Stamani Hamas ha accettato una tregua di 24 ore proposta dai mediatori egiziani. Tuttavia
sul terreno la tensione resta altissima: nonostante l'annuncio della tregua un razzo
Qassam è caduto oggi nel Neghev senza causare vittime. L'aviazione israeliana aveva
attaccato poco prima una postazione missilistica nei pressi di Gaza City. Il punto
della situazione nel servizio di Marco Guerra:
Per le prossime
24 ore Hamas e gli altri gruppi armati palestinesi di Gaza porranno fine al lancio
di missili sul territorio Israeliano. Il breve 'cessate il fuoco' è stato raggiunto
in mattinata grazie alla mediazione dell’Egitto. Tregua che arriva a tre giorni dalla
ripresa delle violenze e proprio mentre la situazione sembrava precipitare e si rincorrevano
voci su un imminente intervento terrestre su vasta scala dell’Esercito israeliano
nella Striscia di Gaza. Solo ieri più di venti razzi sono caduti in territorio
israeliano, mentre l’aviazione dello Stato ebraico ha distrutto quattro postazioni
missilistiche dei miliziani palestinesi, provocando il ferimento di almeno quattro
persone, tra cui un bambino.
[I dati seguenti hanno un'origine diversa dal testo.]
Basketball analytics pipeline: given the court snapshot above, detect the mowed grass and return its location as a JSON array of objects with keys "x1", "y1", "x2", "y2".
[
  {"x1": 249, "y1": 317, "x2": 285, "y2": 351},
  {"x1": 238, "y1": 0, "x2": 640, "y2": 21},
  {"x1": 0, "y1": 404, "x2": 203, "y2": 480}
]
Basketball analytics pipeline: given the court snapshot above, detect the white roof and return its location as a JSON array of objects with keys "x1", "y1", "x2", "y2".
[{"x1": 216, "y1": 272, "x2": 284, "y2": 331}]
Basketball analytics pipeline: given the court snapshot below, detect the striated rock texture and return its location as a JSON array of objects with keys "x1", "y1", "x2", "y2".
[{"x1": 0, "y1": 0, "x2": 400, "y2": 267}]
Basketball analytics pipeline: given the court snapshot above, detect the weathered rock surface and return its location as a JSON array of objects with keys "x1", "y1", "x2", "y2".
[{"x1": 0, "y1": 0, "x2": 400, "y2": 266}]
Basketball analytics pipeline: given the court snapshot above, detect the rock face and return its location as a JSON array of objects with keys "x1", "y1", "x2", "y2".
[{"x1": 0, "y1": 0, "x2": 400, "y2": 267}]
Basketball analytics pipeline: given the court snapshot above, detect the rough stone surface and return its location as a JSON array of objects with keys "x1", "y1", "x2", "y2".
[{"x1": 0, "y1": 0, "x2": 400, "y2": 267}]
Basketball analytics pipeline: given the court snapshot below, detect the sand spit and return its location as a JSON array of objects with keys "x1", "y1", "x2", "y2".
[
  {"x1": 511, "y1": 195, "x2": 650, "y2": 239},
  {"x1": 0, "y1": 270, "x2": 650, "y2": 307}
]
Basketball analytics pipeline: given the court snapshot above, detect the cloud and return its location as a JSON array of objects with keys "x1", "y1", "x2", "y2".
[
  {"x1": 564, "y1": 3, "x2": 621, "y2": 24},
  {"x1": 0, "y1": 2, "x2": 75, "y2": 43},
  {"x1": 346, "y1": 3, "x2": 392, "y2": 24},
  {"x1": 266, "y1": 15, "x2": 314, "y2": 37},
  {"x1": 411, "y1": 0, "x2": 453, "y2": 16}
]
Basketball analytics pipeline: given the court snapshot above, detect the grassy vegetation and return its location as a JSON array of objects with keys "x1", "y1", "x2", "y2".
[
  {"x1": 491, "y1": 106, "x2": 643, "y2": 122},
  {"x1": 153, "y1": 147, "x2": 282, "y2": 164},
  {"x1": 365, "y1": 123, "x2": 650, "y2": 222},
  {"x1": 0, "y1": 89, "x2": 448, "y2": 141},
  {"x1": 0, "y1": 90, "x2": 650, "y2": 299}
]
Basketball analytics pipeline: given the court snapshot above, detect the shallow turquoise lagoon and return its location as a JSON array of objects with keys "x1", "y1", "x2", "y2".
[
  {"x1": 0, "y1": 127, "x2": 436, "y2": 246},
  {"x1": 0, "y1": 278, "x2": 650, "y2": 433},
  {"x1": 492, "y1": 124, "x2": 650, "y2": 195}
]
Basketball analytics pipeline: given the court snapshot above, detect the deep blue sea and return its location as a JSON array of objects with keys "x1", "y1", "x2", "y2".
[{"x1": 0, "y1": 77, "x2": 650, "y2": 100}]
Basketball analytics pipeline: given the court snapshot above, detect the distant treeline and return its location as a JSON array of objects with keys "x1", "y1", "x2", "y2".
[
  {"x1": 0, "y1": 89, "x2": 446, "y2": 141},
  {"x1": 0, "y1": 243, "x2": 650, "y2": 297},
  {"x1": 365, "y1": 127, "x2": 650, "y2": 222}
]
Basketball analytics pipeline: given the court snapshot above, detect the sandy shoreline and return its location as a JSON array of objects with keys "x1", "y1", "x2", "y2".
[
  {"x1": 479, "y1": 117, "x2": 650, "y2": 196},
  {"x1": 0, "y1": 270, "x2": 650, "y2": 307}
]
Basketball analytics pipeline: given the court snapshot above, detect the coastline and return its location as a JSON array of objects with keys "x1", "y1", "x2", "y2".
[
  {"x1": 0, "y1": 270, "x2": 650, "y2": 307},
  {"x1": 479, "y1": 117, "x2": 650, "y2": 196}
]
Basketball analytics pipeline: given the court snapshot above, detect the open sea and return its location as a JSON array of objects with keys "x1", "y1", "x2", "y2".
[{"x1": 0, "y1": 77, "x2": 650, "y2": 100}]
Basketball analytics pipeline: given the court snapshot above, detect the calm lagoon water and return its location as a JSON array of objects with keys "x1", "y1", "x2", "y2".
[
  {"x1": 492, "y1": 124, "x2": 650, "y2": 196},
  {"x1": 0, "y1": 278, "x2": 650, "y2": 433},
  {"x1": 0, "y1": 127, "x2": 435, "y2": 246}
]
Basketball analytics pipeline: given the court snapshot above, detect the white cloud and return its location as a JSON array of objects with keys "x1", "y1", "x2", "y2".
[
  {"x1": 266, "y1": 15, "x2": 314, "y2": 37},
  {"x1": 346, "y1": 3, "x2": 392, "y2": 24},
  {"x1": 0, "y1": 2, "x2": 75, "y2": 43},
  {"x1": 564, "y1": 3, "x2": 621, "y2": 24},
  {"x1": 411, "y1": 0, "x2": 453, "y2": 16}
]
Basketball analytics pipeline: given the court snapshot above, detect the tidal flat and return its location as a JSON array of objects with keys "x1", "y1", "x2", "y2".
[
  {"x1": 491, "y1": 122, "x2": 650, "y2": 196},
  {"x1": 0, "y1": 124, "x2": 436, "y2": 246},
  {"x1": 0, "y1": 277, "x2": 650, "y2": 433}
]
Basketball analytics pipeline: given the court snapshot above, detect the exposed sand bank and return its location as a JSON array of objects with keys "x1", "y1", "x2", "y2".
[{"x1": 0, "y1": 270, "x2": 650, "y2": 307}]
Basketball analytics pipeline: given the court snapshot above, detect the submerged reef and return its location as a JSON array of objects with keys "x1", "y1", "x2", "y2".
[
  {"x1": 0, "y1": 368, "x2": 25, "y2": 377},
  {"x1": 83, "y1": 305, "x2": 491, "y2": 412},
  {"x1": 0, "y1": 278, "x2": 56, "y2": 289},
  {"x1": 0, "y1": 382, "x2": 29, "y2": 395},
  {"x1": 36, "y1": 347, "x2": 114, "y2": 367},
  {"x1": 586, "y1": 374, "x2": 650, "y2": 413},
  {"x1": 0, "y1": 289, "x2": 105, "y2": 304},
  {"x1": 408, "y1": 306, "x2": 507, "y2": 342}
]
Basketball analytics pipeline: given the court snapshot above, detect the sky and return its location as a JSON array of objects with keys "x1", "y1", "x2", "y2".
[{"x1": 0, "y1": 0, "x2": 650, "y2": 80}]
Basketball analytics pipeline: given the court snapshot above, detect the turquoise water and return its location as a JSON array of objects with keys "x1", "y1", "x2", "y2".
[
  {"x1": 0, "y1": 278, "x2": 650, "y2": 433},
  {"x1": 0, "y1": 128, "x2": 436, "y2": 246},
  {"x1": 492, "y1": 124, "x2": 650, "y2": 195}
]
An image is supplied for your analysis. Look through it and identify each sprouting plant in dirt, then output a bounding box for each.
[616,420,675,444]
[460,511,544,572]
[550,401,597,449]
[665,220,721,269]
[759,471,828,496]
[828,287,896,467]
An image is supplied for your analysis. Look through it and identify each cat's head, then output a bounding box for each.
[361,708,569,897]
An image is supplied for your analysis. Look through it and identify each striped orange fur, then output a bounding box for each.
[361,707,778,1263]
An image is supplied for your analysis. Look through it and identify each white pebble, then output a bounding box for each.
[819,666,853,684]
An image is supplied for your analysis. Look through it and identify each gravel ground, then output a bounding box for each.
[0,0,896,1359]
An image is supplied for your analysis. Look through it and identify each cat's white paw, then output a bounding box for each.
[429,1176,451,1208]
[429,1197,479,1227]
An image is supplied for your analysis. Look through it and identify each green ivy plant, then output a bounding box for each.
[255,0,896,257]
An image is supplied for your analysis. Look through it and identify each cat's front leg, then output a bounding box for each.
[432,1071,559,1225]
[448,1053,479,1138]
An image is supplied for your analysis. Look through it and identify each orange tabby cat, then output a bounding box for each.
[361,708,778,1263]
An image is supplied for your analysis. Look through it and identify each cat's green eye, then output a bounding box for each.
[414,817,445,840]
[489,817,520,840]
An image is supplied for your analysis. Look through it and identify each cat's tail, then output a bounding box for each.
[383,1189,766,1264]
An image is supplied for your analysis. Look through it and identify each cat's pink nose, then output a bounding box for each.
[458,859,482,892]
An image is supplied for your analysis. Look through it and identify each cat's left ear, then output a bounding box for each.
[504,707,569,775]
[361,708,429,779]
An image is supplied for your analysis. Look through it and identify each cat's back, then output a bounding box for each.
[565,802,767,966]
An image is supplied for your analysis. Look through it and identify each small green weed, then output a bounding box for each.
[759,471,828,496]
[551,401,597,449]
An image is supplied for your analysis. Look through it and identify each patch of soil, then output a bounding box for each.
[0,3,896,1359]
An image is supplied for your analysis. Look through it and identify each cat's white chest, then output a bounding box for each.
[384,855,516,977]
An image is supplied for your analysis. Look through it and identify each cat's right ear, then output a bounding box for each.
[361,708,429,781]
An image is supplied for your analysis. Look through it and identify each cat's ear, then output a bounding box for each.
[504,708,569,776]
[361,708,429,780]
Tel Aviv ha quindi avvertito il segretario generale
dell'Onu, Ban Ki-moon, che reagirà duramente e militarmente qualora non dovesse cessare
la pioggia di razzi dalla Striscia di Gaza. Ad alimentare le 'voci' di un ampio intervento
militare è stata anche l’indiscrezione della Radio pubblica israeliana, secondo cui,
il ministro degli Esteri Livni intende convocare gli ambasciatori accreditati per
informarli della gravità della situazione. E poco prima della sospensione delle ostilità
si era registrata anche la dura risposta di Hamas, che non ha esitato ad agitare lo
spettro di nuove incursioni suicide nelle città israeliane.
Afghanistan Non
si ferma la violenza in Afghanistan. Almeno tre civili sono morti e altri cinque sono
rimasti feriti a Ghazni, nel sud del Paese, in un attentato condotto da due kamikaze.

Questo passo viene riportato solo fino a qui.